With the answers to the mystery of the Bodleian Plate seemingly in hand, the team is turning its attention to what might have been the next design.

“What’s a little intriguing is that we keep getting hints that go in and out about what was happening out here in the late 18th Century,” Archer said.

The team also found evidence this summer of two diagonal walkways—one believed to be a 19th-Century path following a line that would have connected the Wren Building to the Brafferton and another 18th-Century path. Archer explained that the amount of fill found with the 18th-Century feature suggests that it was the active path between the Wren Building and the Brafferton in the latter part of that century.

“That means the formal garden would have been gone by then,” he said. “So we are trying to get the tail end of that Bodleian Plate design. It’s all little bits and pieces; you have to find out how everything fits together.”

The student archaeologists, some participating in a dig for the first time, enjoyed the opportunity.

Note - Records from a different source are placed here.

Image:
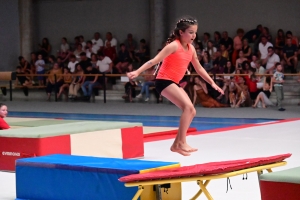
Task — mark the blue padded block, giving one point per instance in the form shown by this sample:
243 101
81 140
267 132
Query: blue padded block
66 177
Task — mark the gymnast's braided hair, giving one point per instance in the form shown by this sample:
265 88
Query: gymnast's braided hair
181 25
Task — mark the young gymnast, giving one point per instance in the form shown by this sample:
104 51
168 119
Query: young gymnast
176 57
3 113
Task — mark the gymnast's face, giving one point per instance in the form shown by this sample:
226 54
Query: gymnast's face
3 111
189 34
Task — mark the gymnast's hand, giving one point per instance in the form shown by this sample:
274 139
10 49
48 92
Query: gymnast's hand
132 75
217 88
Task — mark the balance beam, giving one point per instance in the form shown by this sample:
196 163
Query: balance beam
203 174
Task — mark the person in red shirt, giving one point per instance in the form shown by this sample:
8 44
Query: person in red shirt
176 57
251 82
3 114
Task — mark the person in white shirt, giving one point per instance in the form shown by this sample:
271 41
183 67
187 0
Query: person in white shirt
82 42
113 41
97 42
104 64
263 47
270 61
72 63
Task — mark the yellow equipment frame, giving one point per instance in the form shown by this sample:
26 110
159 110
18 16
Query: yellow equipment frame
202 181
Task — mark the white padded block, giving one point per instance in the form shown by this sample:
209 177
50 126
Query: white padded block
107 143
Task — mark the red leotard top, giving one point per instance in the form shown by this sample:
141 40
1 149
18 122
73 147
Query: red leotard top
3 124
175 65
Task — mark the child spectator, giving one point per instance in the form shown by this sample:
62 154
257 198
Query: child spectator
110 51
40 64
3 114
76 83
51 82
25 66
67 80
263 96
78 51
72 63
251 82
89 82
123 59
97 42
23 80
278 85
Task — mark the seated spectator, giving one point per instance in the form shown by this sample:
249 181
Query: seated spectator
76 43
210 48
251 81
82 42
84 61
94 60
123 60
60 63
263 47
89 82
206 37
72 63
224 52
217 39
148 82
3 114
237 44
246 67
109 38
97 42
270 61
207 61
130 92
78 51
55 73
289 34
45 48
260 70
254 59
240 60
25 66
76 82
67 80
33 57
239 93
253 35
104 64
227 42
247 49
263 97
201 94
24 81
143 53
130 44
110 51
90 48
290 55
40 64
279 43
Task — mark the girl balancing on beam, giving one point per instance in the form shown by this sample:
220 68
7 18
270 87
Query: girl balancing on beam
176 57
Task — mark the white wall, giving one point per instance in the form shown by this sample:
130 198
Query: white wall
66 18
9 35
221 15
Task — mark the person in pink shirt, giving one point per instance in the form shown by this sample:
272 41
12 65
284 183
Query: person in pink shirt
237 44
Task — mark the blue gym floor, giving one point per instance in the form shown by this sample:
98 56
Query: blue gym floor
200 123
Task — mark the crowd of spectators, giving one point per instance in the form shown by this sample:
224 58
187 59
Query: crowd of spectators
250 54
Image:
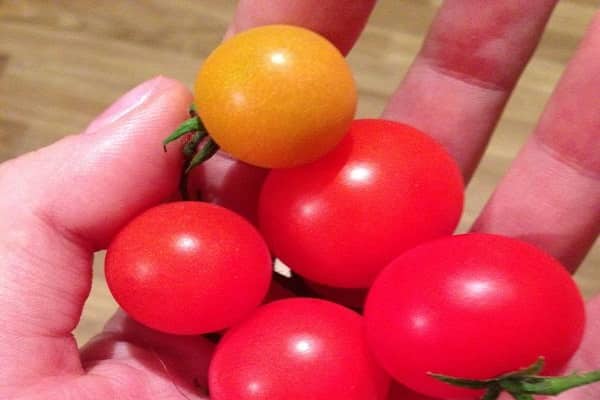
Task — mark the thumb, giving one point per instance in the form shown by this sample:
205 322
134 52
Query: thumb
61 203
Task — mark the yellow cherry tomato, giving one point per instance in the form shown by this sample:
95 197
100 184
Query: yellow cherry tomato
276 96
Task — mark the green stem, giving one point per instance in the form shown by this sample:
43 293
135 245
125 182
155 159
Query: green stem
552 386
189 149
206 152
190 125
521 396
492 393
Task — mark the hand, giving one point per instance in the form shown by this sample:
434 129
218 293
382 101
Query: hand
65 201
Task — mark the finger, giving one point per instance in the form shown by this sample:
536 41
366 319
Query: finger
551 194
340 21
61 203
177 361
224 181
458 85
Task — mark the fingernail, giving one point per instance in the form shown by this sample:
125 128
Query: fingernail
124 105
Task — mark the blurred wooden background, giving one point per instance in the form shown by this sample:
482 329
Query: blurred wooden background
62 62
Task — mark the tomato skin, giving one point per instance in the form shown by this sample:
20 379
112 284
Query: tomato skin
338 221
299 348
352 298
276 96
399 392
473 306
188 268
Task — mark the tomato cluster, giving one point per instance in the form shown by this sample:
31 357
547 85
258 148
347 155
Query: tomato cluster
363 208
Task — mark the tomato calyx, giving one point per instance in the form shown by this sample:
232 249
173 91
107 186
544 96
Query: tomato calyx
193 153
524 383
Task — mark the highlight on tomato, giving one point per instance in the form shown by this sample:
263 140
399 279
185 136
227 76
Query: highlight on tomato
274 96
473 306
300 348
188 268
384 189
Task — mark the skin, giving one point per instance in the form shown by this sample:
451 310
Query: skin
43 291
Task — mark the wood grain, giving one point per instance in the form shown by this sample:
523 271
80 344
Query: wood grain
62 62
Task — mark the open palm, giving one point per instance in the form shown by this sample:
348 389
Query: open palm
63 202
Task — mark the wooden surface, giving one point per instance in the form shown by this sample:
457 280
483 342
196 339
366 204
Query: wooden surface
62 62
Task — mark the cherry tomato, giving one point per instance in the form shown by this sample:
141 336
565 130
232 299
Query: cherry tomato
353 298
338 221
188 268
399 392
473 306
276 96
299 348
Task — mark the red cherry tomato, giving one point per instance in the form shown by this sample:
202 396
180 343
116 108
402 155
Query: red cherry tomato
386 188
399 392
293 349
188 268
473 306
353 298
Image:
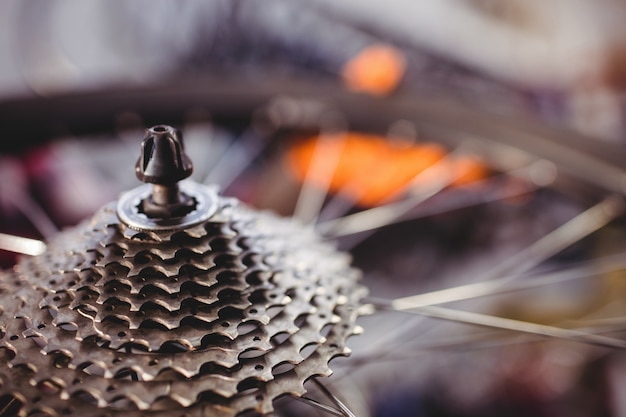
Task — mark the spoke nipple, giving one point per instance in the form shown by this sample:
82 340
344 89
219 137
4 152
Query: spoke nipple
163 163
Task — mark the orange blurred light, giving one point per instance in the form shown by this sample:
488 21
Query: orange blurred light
371 169
377 70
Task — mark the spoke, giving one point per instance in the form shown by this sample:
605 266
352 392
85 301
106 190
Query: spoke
22 245
355 223
496 322
396 212
345 411
374 218
320 406
317 181
509 284
559 239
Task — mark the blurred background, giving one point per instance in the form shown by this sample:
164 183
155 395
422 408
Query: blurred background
254 84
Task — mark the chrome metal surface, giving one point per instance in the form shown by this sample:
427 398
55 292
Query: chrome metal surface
218 312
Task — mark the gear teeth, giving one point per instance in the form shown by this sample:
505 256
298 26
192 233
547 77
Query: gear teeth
114 321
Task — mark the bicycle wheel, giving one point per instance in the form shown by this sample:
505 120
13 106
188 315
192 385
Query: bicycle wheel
538 214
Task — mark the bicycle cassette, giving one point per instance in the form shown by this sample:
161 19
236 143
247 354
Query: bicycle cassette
174 301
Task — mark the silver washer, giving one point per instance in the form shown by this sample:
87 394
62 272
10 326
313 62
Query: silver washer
129 203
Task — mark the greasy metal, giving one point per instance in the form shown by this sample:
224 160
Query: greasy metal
163 163
206 317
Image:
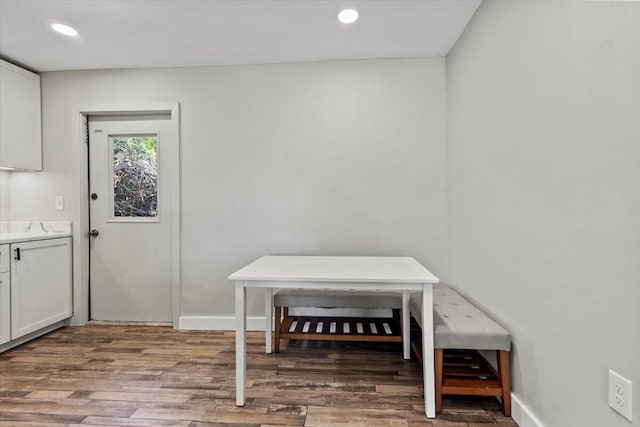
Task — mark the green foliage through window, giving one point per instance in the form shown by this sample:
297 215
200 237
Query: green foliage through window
135 176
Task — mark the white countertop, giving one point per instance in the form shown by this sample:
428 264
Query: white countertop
27 231
28 237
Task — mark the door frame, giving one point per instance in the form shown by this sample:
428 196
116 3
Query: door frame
80 149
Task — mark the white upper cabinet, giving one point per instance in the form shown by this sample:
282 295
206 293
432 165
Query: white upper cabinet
20 128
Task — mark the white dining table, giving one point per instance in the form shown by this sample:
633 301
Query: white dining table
358 273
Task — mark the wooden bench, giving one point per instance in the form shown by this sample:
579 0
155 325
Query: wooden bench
336 328
460 331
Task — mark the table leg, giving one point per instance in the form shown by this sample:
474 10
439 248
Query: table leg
427 350
268 315
241 342
406 330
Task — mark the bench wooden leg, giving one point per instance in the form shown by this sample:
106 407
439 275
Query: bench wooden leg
505 381
276 344
438 362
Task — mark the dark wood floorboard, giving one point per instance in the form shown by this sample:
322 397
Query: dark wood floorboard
138 375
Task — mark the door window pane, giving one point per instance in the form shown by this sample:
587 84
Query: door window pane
135 176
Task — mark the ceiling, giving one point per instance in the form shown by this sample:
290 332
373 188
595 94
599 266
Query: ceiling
177 33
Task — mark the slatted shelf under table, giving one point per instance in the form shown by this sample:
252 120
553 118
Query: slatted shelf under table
341 328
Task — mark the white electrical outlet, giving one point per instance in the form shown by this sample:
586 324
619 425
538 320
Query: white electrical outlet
620 394
59 203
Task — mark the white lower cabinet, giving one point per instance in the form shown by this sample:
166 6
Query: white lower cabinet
41 285
5 308
5 295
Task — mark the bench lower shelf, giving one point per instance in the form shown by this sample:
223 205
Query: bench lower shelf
340 329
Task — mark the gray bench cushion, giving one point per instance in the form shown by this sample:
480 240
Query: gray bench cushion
336 299
459 324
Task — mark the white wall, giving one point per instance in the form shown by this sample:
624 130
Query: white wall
544 195
340 157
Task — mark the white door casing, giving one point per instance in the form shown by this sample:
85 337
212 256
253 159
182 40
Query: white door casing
131 268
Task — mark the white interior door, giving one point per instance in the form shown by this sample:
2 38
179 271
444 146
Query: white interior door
130 218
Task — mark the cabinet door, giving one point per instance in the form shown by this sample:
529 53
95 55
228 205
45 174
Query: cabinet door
41 290
20 128
5 309
4 258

“Archaeology has nothing to do with anything else I’m doing academically, but I enjoyed the change of pace,” said senior Caroline Lindsey. “It was also valuable to take advantage of W&M’s location and have an experience that is only possible in Colonial Williamsburg. I’ve done lots of undergraduate research through the Monroe Scholar program, but it’s always involved lots of time in the library. It was great trying something more hands-on.”

While Caroline was happy to be out of the library, others clamored to get in and do more research. The answers found by the archaeological evidence, as well as the new questions they raise, are the topic this semester of a special class taught at the College by Archer.

The class, Garden Archaeology, is taking a closer look at the artifacts discovered in this summer’s dig and, in some cases, looking for historical clues to support or refute theories on the summer’s findings.

“The class is a really good idea,” said senior Graham Callaway, one of Archer’s summer researchers. “It allows for questions to be asked of the data that an individual researcher would never have had time to ask.”

Each member of the three-credit class is designing their own research project. The topics range from examining the influence the introduction of the Brafferton had on the Wren Yard to researching the use of digital mapping to “unearth” archaeological features on the grounds.

The Wren Yard digs and class are supported by Board of Visitors Secretary Suzann Matthews, a member of the class of 1971.

While the research continues, Archer notes that a lot of progress has been made. He plans to present all the findings of the Wren Yard excavations and the classroom research in an exhibition and report in spring semester. Currently, there are no plans for further excavations in the Wren Yard—“leaving that,” he says, “for future generations.”